Mr Brockman’s wider objection is that this raises issues of fact and law which are inappropriate to deal with at a consequentials hearing. I agree with that submission. I wondered about giving liberty to apply. However, given that the PL are not parties to the Petition, it is probably more sensible for the Company to issue its own separate application in due course, if it wishes to pursue this issue.
Fourthly, Mr Ajibola seeks an order that the PL write to all persons to whom they have written in the course of their appointment, informing them they have been discharged. I am told that there are many thousands of persons to whom they have written. Mr Harry was unable to point me to any authority which indicates that it is normal practice for such an order to be made, and I am not prepared to make it.
Fifthly, he seeks an order that the PL provide reasonable assistance to the Company in obtaining access to property and information. Once again, Mr Harry was unable to point me to any authority which shows that it is normal practice for such an order to be made, and I am not prepared to make it, in circumstances where there is no suggestion that the PL have acted improperly.
Costs
Mr Parfitt accepts that HMRC should pay Mr Ajibola’s costs of the Petition on the standard basis, but he submits that the order should run from the date when Mr Ajibola made his Application on 22 January 2024, because until that point HMRC had been entitled to rely on the fraudulent documents which the Company had created. In response Mr Elliott took me to correspondence showing that Mr Ajibola’s solicitors explained their client’s position in detail, as soon as they became aware of the order appointing the PL without notice. In these circumstances I see no reason to depart from the usual principle that the losing party should pay all the costs on the standard basis.
I order an interim assessment in the sum of £186,000, which is approximately 50% of the amount in Mr Ajibola’s costs summary. The reason for not awarding a higher amount on account is that the costs appear to me to be larger than I would have expected. Mr Ajibola will need to satisfy a Costs Judge that they are proportionate as well as reasonable.
As noted above, Rule 7.38(3) gives the court a discretion to order that the PLs’ remuneration and expenses do not ultimately fall on the Company. I was referred to Titan Petrochemicals Group Ltd v Sino Charm International Ltd [2023] CA (Bd) 4 Civ, a decision of the Bermudan Court of Appeal.

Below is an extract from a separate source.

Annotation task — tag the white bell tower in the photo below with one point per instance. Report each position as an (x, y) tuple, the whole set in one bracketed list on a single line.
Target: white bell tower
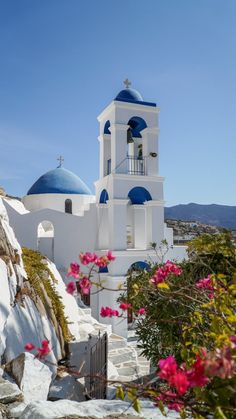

At para [63] the President, Sir Christopher Clarke, helpfully sets out four options:
order that those fees and costs be paid by the Company, without any right of recovery from [the petitioner]; or
order that they should be paid by the Company on the basis that the Company may recover the amount thereof from [the petitioner]; or
order that they should be paid by [the petitioner];
make no order now and postpone consideration of the question as to who should pay the costs until after the determination of [related] proceedings.”
Mr Parfitt realistically does not press for (i), but does seek an order in terms of (ii) or (iv). As regards (ii), his submission is that the question of payment by HMRC should depend on whether the Court of Appeal allows HMRC’s appeal against the imposition of an undertaking in damages. It is not clear to me that this is what Sir Christopher Clarke had in mind when setting out option (ii), but it nevertheless raises an issue which needs to be considered.
As regards (iv), he submits that the determination of the incidence of costs should await the outcome of the Company’s proposed appeal to the FTT. I am told that the appeal to the FTT (if the FTT accept the appeal out of time) is likely to take many months, and perhaps more than a year. I do not think it appropriate to leave the question of costs in limbo for that period. In any event, I am not satisfied that the FTT’s decision will be sufficiently related to the current proceedings to throw much light on whether this Petition should have been presented. I therefore reject option (iv).
Mr Harry argues for option (iii). He refers to Secure & Provide in which Hoffmann J ordered the petitioner to pay the costs. However, as I have noted, in that case it was accepted that there was no undertaking in damages. If the Court of Appeal upholds Mr Gasztowicz KC’s decision that HMRC is required to give an undertaking in damages, it will then be open to Mr Ajibola to apply in the usual way for compensation which may include the remuneration and expenses of the PL.
If, on the other hand, the Court of Appeal allows the appeal and sets aside the undertaking in damages, in my judgment it would be inappropriate for HMRC to have to bear the costs of the PLs’ remuneration and expenses, which are one of the most significant consequences of their appointment.
I therefore order that the remuneration and expenses of the PL should be treated as part of the loss in respect of which compensation may be sought under the undertaking in damages, in the event of the Court of Appeal dismissing HMRC’s appeal.
Permission to appeal
HMRC seeks permission to appeal on both grounds of my decision. In relation to each ground of appeal, I am not satisfied that there is a real prospect of HMRC satisfying the court that there is no bona fide dispute. I therefore refuse permission to HMRC to appeal.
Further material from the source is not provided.